Semantic cache
The semantic cache goes beyond exact matching: it uses embeddings to find prompts with the same semantic meaning, even when the wording is different. For example, "What's the weather in Paris?" and "Tell me the current weather for Paris" would match semantically.

How it works
The semantic cache uses a two-stage lookup:
1. Exact match (fast path)
First, a SHA-512 hash of the messages is checked against an in-memory cache, exactly like the simple cache. If an exact match is found, the response is returned immediately.
2. Semantic similarity (vector search)
If no exact match is found, the cache computes an embedding of the user's messages using a local MiniLM model (AllMiniLmL6V2, running via ONNX — no external API call needed). This embedding is compared against all stored embeddings using cosine similarity.
If a stored entry has a similarity score above the configured score threshold, the cached response is returned.
Configuration
The cache is configured on the LLM Provider entity in the cache section:
{
"cache": {
"strategy": "semantic",
"ttl": 300000,
"score": 0.85
}
}
| Parameter | Type | Default | Description |
|---|---|---|---|
strategy | string | "none" | Set to "semantic" to enable semantic cache |
ttl | number (ms) | 86400000 (24h) | Time-to-live for cached entries in milliseconds |
score | number (0-1) | 0.8 | Minimum cosine similarity score for a semantic match. Higher values require closer matches. |
embedding_ref | string | — | Optional reference to an Embedding Model entity to use instead of the built-in AllMiniLmL6V2 |
redis_url | string | — | Optional Redis URL to use Redis Stack as cache and vector search backend |
Score tuning
| Score | Behavior |
|---|---|
| 0.95+ | Very strict — only near-identical prompts match |
| 0.85 | Good default — catches paraphrases while avoiding false matches |
| 0.70 | Loose — broader matching, higher risk of incorrect cache hits |
| < 0.60 | Too loose — likely to return irrelevant cached responses |
Embedding model
By default, the semantic cache uses the AllMiniLmL6V2 sentence transformer model (384 dimensions), which runs locally via ONNX runtime. This means:
- No external API call is needed for embedding computation
- No additional cost per cache lookup
- Low latency (typically < 10ms for embedding)
- The model is included in the extension — no separate setup required
Custom embedding model
You can use any embedding model registered in the extension instead of the built-in AllMiniLmL6V2. Set embedding_ref to the id of an Embedding Model entity:
{
"cache": {
"strategy": "semantic",
"ttl": 300000,
"score": 0.85,
"embedding_ref": "embedding-model_xxxxx"
}
}
This lets you use a higher-quality model (OpenAI, Mistral, Cohere, etc.) for cache matching. If the referenced model is unavailable or returns an error, the cache falls back to the built-in AllMiniLmL6V2 automatically.
Only messages with role "user" are used for semantic matching.

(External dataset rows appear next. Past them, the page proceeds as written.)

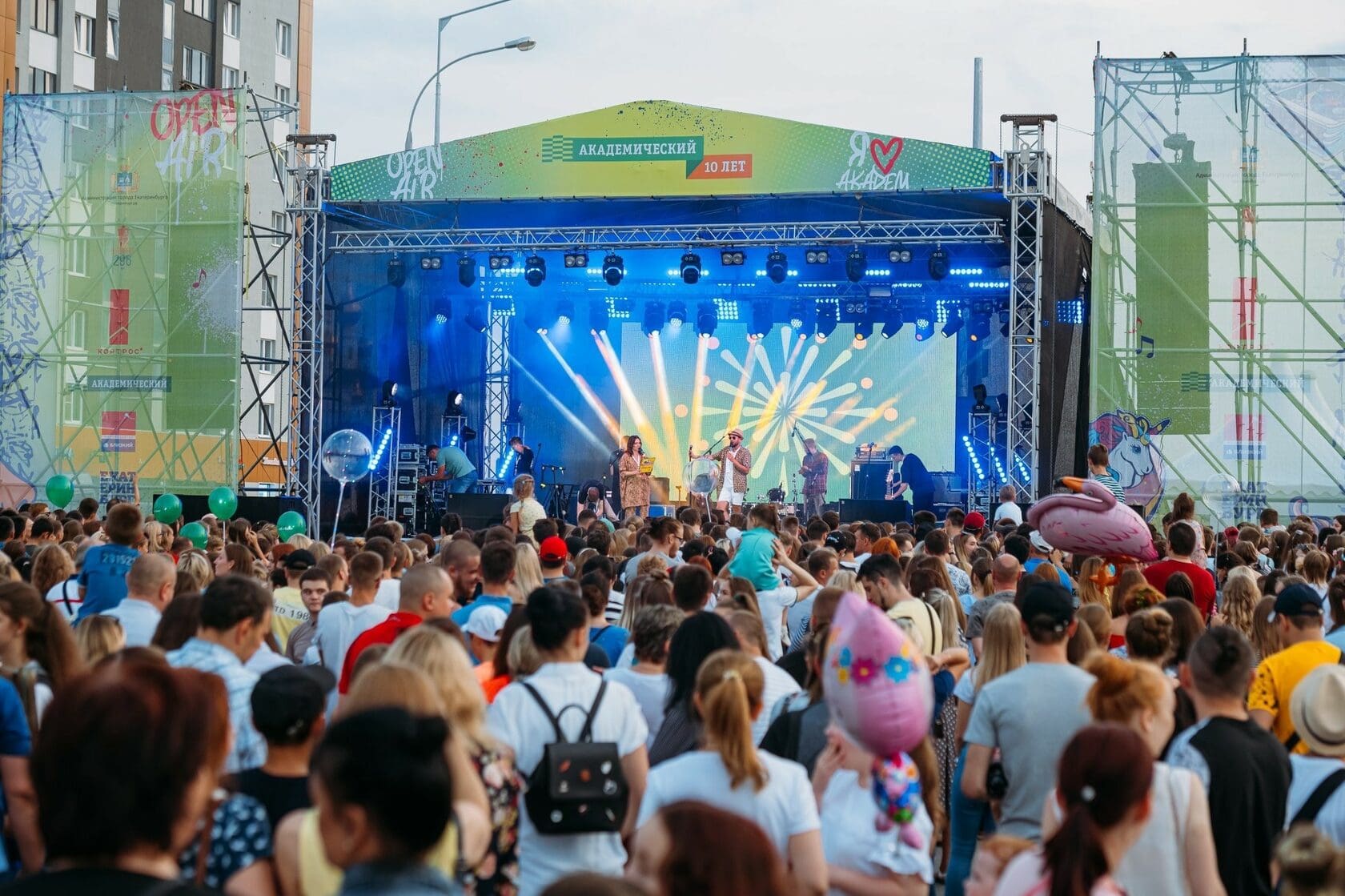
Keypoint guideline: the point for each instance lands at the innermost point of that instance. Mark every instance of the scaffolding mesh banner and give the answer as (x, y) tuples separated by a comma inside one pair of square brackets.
[(122, 227), (1219, 283)]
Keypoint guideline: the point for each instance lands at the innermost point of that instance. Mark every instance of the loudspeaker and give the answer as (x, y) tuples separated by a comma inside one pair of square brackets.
[(251, 508), (854, 510), (478, 512)]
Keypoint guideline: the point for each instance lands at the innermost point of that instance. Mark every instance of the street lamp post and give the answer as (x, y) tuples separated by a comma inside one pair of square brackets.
[(439, 51), (522, 45)]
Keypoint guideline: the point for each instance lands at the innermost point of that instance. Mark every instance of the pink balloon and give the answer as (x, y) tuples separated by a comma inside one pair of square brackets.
[(874, 680)]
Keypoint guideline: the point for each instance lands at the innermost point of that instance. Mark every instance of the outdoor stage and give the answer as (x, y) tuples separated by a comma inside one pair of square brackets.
[(431, 280)]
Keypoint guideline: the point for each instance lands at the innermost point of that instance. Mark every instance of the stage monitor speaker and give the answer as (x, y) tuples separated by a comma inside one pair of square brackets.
[(251, 508), (478, 512), (854, 510)]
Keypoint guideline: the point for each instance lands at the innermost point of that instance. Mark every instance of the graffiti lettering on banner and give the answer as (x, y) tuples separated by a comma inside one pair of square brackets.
[(122, 486)]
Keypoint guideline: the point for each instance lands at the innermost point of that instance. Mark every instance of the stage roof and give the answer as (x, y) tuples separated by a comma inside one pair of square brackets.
[(664, 148)]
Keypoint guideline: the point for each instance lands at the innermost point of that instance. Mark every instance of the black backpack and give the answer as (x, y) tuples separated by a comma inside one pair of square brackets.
[(579, 787)]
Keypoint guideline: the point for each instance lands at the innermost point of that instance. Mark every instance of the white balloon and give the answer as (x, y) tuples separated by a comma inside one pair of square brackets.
[(346, 455)]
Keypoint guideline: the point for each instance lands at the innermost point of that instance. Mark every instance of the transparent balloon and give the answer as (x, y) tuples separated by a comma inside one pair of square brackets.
[(346, 455)]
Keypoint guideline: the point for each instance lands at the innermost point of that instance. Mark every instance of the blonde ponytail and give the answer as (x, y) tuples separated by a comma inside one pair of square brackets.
[(728, 690)]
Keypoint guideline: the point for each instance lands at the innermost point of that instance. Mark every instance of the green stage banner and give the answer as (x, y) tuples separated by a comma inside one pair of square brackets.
[(122, 227), (660, 148)]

Redis-backed semantic cache
By default, the semantic cache uses in-memory storage (Caffeine + LangChain4j InMemoryEmbeddingStore). To share the cache across a cluster, set redis_url to a Redis Stack URI:
{
"cache": {
"strategy": "semantic",
"ttl": 300000,
"score": 0.85,
"redis_url": "redis://localhost:6379"
}
}
When Redis is configured:
- Embeddings are stored as binary vectors in Redis HASH keys and indexed with RediSearch for KNN similarity search
- Cached responses are stored as JSON strings with automatic TTL expiration
- Embedding HASH keys also expire via
PEXPIRE, automatically removing them from the search index - The RediSearch index is created automatically on first use with the correct vector dimensions
- Redis connections are pooled and shared across providers
Requires Redis Stack (the redis-stack or redis-stack-server Docker image) for the RediSearch vector search module.
Cache behavior
- In-memory mode: Maximum 5000 entries per provider. When a cached entry expires, its embedding is automatically cleaned up from the vector store.
- Redis mode: No entry limit (limited by Redis memory). TTL is managed by Redis natively.
- Cached responses return zero token usage (no cost incurred)
- Both blocking and streaming responses are cached
Response headers and metadata
Same as the simple cache: X-Cache-Status, X-Cache-Key, X-Cache-Ttl, Age headers and a cache object in response metadata.
When to use semantic cache
- Customer support: Users ask the same questions with different phrasing
- Search-like applications: Queries with varied wording but same intent
- Multi-language contexts: Similar questions in slightly different formulations
For strict exact-match caching, use the simple cache instead. You can also combine both strategies by setting "strategy": "simple,semantic" — the simple cache is checked first (faster), then the semantic cache if no exact match is found.